Commander Edward Michael “Mike” Fincke and Flight Engineer Yury Valentinovich Lonchakov of the 18th International Space Station crew launched in their Soyuz TMA-13 from the Baikonur Cosmodrome in Kazakhstan at 3:01 a.m. EDT Sunday to begin a six-month stay in space.
Less than 10 minutes after launch their spacecraft reached orbit, and its antennas and solar arrays were deployed shortly afterward.
With Fincke, an Air Force colonel, and Lonchakov, a colonel in the Russian Air Force, is spaceflight participant Richard Garriott, flying under contract with the Russian Federal Space Agency.
Garriott will return to Earth with Expedition 17 crew members, Commander Sergei Volkov and Flight Engineer Oleg Kononenko, in their Soyuz TMA-12 on Oct. 23. Expedition 17 launched to the station April 8.
Expedition 18 crew members will be welcomed by the Expedition 17 crew, including astronaut Gregory E. Chamitoff, after their docking to the orbiting laboratory, scheduled for Tuesday. Chamitoff launched to the station on the STS-124 mission of Discovery May 31. He joined Expedition 17 in progress and will provide Expedition 18 with an experienced flight engineer for the first part of its increment.
Fincke, 41, is making his second long-duration flight on the station. He is a graduate of Massachusetts Institute of Technology and holds master’s degrees from Stanford University and the University of Houston, Clear Lake.
He served as an Air Force flight test engineer. He was selected by NASA in 1996. He was commander of the second NASA Extreme Environment Mission Operations (NEEMO 2), working seven days on the seafloor off Florida in May 2002. He served as a flight engineer on station Expedition 9 from April to October 2004.
Lonchakov, 43, is a graduate of the Orenburg Air Force Pilot School and the Zhukovski Air Force Academy. He is a class 1 air force pilot.
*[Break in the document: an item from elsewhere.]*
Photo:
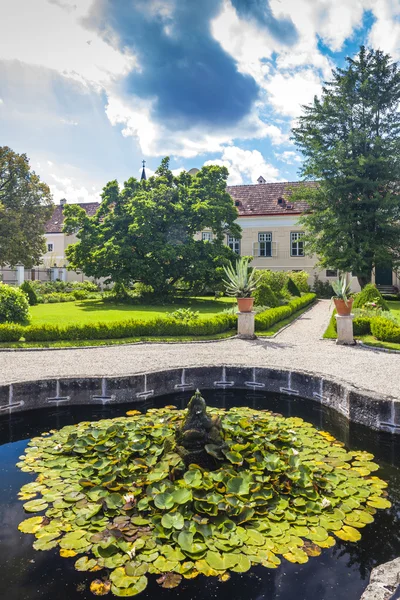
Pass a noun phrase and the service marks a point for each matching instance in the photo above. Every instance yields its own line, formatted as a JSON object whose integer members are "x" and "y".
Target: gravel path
{"x": 298, "y": 347}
He has more than 1,400 hours of flight time. He also is a paratroop training instructor with 526 jumps.
He was selected as a test cosmonaut candidate in late 1997. He has flown two previous space missions, STS-100 to the station in April 2001 and a Soyuz delivery flight to the station in October and November 2002.
Astronaut Sandra H. Magnus is scheduled to fly to the station on STS-126 to replace Chamitoff as a flight engineer on E18. Magnus, 43, will be replaced near the end of Expedition 18 by Japanese astronaut Koichi Wakata, who will launch on Discovery on the STS-119 mission. Magnus holds bachelor’s and master’s degrees in physics from the University of Missouri-Rolla and a Ph.D. from Georgia Institute of Technology.
She was selected as an astronaut in 1996. Magnus will be making her second spaceflight. She flew as a mission specialist on STS-112 in October 2002.